There have recently been some interesting defenses of Chick Lit by writers who say that female critics shouldn’t be complaining about all those pink-covered books that feature such emphasis on shoes and dating. Bestselling author Jennifer Weiner said in an article with the San Francisco Chronicle that she minored in women’s studies at Princeton and that “It bothers me as a feminist that these are other women throwing stones; we’re all women and we’re all writers.” Jessica at Bookslut responds by saying “I’m sorry, I didn’t realize that I was a bad feminist for pointing out that chick lit treats women like they’re stupid. Once again, Weiner appears to be confusing attacks on chick lit with attacks on women in general.”
Meanwhile, Maud Newton takes exception with a recent Salon article by Rebecca Traister. On her blog, Maud writes “If you want to read chick lit, read chick lit. If you see yourself reflected in The Devil Wears Prada, that’s your affair. But try to tell me Lauren Weisberger’s books are recording my history, and you’ve gone way too fucking far.” Maud wraps up her post with “To suggest that Weisberger’s some sort of modern-day historian, or a Jane Austen or Edith Wharton, or that women can’t call themselves feminists if they don’t embrace every single-girl-husband-search jeremiad — no matter how badly written, or how regressive… — is to do a disservice not only to one’s sisters but to contemporary literature as a whole.”

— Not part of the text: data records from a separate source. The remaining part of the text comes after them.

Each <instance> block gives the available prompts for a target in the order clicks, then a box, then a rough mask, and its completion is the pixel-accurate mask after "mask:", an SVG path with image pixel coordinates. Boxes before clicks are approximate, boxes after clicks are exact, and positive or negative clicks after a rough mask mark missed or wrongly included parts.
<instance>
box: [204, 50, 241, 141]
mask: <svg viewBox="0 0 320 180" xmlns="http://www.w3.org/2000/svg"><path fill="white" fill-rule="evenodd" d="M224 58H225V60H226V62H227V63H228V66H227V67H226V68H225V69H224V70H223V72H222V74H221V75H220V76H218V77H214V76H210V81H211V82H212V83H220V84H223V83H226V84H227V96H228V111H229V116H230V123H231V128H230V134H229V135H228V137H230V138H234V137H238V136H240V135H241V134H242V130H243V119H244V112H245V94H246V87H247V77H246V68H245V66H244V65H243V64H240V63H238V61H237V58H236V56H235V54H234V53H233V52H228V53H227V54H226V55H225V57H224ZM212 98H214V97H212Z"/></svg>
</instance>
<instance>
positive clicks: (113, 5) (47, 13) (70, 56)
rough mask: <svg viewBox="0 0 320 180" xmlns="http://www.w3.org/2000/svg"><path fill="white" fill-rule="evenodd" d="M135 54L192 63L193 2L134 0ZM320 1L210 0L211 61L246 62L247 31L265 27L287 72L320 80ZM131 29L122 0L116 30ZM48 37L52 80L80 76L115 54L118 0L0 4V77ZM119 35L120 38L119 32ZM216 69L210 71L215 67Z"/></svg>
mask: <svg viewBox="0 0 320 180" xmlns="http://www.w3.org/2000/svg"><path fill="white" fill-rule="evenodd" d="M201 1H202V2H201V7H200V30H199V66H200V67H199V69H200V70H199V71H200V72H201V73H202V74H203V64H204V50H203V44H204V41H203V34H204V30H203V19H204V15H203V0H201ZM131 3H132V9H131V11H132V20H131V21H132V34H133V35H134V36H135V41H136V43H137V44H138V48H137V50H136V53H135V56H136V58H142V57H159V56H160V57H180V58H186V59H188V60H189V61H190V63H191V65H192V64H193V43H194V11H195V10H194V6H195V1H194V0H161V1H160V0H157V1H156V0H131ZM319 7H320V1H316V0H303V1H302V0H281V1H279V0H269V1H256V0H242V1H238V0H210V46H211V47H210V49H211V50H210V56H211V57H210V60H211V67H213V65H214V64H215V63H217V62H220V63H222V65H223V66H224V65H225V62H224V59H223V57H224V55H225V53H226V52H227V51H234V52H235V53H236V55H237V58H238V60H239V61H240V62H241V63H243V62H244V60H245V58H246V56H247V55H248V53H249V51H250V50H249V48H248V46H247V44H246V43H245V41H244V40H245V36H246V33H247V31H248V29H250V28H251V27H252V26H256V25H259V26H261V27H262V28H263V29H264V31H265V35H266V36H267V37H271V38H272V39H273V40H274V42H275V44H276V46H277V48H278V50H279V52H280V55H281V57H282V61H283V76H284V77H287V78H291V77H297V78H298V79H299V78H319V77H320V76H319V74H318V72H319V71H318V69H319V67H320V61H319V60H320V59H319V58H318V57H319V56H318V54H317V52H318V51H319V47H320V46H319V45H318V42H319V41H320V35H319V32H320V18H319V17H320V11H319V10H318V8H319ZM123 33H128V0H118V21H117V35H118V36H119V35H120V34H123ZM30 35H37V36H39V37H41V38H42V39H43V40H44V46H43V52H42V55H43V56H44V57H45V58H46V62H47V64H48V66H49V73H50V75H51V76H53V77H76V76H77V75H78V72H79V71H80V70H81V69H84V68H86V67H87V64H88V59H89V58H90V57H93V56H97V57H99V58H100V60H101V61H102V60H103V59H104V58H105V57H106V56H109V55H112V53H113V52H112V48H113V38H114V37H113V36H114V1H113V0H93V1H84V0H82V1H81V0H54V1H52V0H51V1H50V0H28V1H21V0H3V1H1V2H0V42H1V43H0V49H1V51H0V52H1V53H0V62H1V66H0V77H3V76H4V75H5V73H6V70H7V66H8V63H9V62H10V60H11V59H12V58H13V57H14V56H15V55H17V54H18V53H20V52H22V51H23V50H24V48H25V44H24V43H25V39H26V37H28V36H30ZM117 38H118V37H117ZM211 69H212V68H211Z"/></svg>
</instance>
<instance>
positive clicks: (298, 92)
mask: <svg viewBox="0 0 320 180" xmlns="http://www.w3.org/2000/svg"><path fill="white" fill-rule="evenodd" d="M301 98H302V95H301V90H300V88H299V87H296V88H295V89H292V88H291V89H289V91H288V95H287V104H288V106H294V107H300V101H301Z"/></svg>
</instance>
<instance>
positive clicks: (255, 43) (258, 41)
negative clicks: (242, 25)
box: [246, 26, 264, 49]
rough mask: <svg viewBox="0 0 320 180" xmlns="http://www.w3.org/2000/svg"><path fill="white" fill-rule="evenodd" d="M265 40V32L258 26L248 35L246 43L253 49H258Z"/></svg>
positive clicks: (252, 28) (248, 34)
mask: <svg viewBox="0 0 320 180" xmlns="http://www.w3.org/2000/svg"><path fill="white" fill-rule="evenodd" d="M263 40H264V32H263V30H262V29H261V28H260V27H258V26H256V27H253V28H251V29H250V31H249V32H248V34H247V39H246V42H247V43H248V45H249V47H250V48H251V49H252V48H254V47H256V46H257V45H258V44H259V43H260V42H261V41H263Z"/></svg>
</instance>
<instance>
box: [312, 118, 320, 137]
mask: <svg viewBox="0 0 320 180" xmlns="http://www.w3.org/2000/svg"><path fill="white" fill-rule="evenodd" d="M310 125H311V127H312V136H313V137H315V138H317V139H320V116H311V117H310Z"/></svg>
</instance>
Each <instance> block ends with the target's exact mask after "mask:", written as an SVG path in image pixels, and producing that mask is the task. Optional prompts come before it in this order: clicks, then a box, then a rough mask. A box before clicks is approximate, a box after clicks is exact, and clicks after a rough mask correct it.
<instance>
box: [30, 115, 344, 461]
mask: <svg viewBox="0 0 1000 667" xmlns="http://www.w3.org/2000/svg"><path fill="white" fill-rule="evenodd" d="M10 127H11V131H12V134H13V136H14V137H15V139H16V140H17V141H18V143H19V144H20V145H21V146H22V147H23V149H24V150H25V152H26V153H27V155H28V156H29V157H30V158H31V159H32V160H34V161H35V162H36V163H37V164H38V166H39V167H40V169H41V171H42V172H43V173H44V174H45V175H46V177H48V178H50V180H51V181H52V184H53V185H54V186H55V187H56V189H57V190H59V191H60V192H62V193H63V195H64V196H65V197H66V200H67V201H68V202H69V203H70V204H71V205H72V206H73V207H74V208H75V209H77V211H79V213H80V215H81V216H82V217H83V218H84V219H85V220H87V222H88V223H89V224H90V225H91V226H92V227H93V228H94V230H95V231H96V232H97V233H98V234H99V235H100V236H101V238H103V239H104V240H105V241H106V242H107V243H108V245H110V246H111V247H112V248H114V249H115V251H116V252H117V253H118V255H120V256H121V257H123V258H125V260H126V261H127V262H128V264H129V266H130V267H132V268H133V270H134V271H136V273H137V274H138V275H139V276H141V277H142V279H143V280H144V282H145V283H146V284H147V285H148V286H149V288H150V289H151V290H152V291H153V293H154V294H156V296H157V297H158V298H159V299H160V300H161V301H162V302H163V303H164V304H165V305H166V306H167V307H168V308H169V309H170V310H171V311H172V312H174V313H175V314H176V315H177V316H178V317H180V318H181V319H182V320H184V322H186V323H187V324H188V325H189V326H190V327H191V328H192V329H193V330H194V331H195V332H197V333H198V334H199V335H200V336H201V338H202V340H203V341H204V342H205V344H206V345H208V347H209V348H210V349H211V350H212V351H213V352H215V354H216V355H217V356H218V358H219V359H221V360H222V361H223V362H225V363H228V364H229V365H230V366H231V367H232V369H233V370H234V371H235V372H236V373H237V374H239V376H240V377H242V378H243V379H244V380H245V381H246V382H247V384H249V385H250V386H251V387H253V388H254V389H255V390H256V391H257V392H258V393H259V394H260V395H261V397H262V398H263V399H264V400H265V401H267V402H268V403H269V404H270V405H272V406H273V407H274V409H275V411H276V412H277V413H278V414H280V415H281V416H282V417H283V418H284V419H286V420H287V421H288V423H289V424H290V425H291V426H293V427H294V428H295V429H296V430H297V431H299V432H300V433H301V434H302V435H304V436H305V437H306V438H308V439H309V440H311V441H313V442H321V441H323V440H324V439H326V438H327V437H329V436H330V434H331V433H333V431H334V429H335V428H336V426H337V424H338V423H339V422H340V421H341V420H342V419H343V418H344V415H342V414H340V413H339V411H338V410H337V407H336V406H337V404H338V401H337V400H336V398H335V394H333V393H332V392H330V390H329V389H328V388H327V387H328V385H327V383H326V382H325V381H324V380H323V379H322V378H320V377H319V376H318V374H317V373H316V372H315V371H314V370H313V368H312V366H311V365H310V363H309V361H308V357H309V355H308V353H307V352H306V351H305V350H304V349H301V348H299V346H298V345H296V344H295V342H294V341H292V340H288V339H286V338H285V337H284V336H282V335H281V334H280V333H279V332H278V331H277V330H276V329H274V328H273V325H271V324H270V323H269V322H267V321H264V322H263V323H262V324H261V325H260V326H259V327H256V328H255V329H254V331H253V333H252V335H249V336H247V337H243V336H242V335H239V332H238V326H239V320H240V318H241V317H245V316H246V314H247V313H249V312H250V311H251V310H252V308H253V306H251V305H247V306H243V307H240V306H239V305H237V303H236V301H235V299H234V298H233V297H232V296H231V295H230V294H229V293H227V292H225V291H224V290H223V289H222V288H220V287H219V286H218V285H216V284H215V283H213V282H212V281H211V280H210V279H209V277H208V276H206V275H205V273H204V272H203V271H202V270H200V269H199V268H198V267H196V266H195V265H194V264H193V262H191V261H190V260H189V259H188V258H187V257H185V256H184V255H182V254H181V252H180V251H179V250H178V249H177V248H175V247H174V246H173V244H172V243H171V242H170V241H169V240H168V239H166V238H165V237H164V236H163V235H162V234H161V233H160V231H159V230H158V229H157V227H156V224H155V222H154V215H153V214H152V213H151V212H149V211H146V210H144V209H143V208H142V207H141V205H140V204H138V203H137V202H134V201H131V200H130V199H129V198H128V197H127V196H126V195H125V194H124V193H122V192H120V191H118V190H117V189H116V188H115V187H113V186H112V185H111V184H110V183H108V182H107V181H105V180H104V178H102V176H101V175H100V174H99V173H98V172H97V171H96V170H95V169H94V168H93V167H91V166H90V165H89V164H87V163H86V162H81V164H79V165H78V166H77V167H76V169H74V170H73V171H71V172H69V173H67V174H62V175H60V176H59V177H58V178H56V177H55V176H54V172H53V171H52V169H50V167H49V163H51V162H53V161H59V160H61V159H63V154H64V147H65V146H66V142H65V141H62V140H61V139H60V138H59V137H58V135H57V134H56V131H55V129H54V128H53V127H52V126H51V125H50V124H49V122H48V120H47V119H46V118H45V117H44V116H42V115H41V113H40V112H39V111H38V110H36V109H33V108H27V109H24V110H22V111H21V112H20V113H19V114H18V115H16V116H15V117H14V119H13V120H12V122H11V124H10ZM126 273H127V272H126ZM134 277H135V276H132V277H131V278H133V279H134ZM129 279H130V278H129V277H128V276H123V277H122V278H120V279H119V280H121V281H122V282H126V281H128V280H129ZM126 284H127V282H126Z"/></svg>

It’s an interesting discussion. Weiner, in the San Francisco Chronicle piece states the “are you literary or are you chick lit” question is essentially “a grown-up version of the smart-versus-pretty games of years ago; like so much jockeying for position in the cafeteria and mocking the girls who are nerdier/sluttier/stupider than you to make yourself feel more secure about your own place in the pecking order.” She then goes on to make Marxist assertions that a lot of this rancor is a result of flat book sales overall but rising sales of so-called chick lit. So this debate will surely rage for some time.